Ce technocapitalisme se nourrit de la crise écologique, qui se révèle une épreuve pour la démocratie. Alors que les limites des capacités de la Terre à absorber les conséquences d’un modèle de production et de consommation sont dépassées, les solutions préconisées convergent vers une transformation de la nature en objet financier et la recherche de techniques capables de fabriquer une planète intelligente (smart), des villes intelligentes, une agriculture intelligente, capables de s’adapter aux nouvelles conditions de la vie sur Terre, avec des écosystèmes ravagés.
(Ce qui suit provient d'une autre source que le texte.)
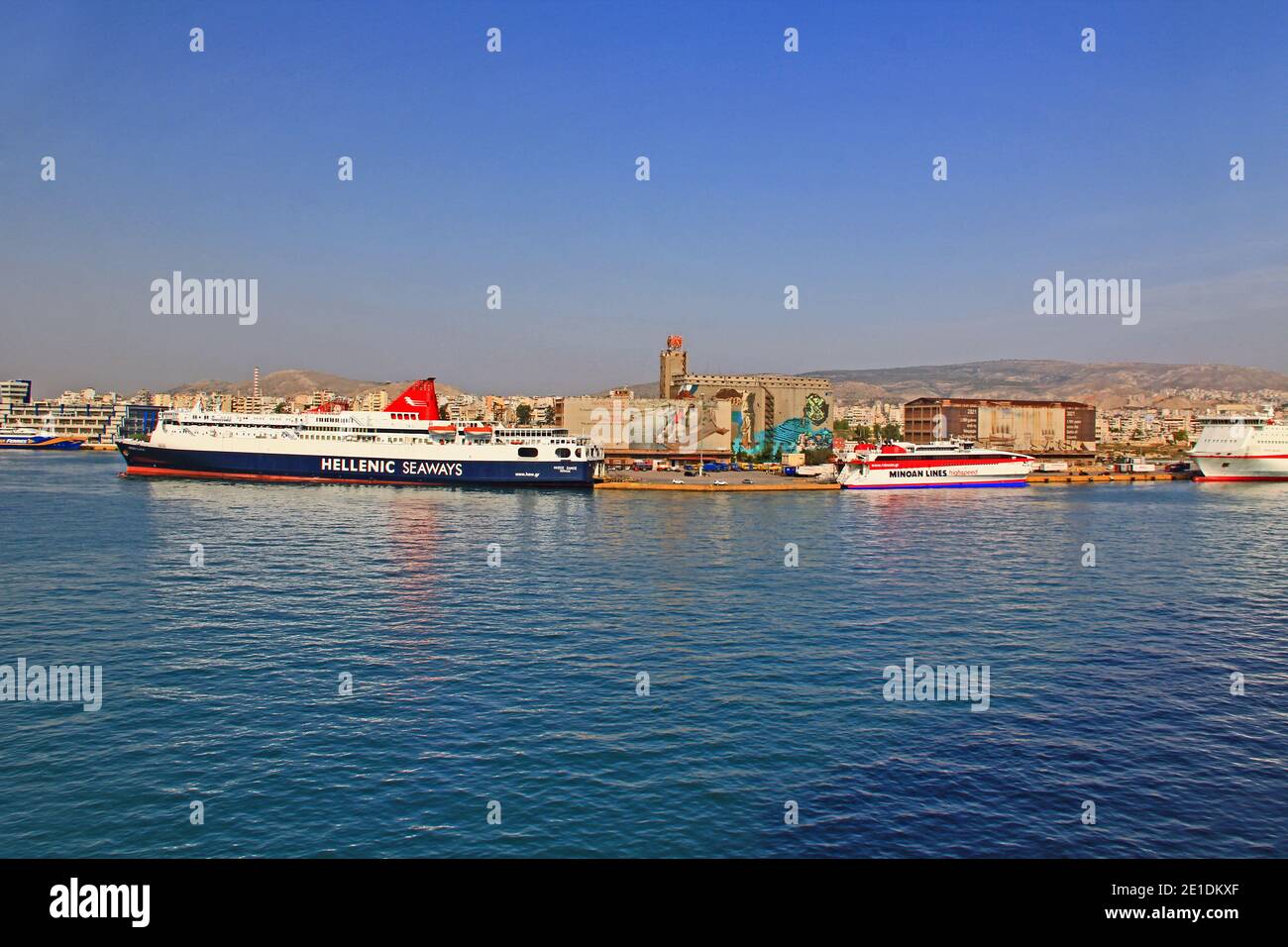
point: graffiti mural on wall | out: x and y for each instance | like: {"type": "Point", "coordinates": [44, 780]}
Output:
{"type": "Point", "coordinates": [810, 431]}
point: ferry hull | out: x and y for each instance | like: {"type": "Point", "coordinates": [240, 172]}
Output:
{"type": "Point", "coordinates": [1235, 470]}
{"type": "Point", "coordinates": [40, 444]}
{"type": "Point", "coordinates": [913, 474]}
{"type": "Point", "coordinates": [1019, 482]}
{"type": "Point", "coordinates": [147, 460]}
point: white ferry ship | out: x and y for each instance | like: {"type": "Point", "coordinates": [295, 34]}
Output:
{"type": "Point", "coordinates": [43, 438]}
{"type": "Point", "coordinates": [404, 444]}
{"type": "Point", "coordinates": [901, 466]}
{"type": "Point", "coordinates": [1241, 447]}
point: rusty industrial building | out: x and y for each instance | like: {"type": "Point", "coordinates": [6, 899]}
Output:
{"type": "Point", "coordinates": [1039, 428]}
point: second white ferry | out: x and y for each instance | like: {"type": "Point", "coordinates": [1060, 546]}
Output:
{"type": "Point", "coordinates": [1241, 447]}
{"type": "Point", "coordinates": [404, 444]}
{"type": "Point", "coordinates": [901, 466]}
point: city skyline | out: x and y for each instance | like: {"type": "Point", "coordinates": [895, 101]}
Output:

Ce déchaînement des puissances économiques et de la technoscience, dans tous les domaines, ruine les ambitions démocratiques. Comme l’écrivait déjà Gunther Anders, « les objets que nous sommes habitués à produire à l’aide d’une technique impossible à endiguer, et les effets que nous sommes capables de déclencher sont désormais si gigantesques et écrasants que nous ne pouvons plus les concevoir, sans parler de les identifier, comme étant nôtres » (1). De là découlent le fatalisme et la perte du pouvoir d’agir collectivement.
Démocratie et finitude
Cette situation est tragique au sens de la tragédie grecque. Certes, la tragédie est un spectacle, mais elle met en scène les événements et leur articulation ; elle rend le destin intelligible. Elle exhibe les méfaits de la démesure, de l’hubris, et elle est finalement un appel à l’autolimitation. C’est le sens de l’attention qu’a porté le philosophe Cornelius Castoriadis à la tragédie grecque, qui fut inventée à Athènes en même temps que la politique et la démocratie. Dans un monde où les lois sont l’œuvre des humains et non plus de puissances transcendantes, la démocratie et la transparence dans la délibération publique sont en effet les conditions de la mesure pour l’exercice du pouvoir et pour la maîtrise de la démesure, toujours potentiellement présente dans les affaires humaines.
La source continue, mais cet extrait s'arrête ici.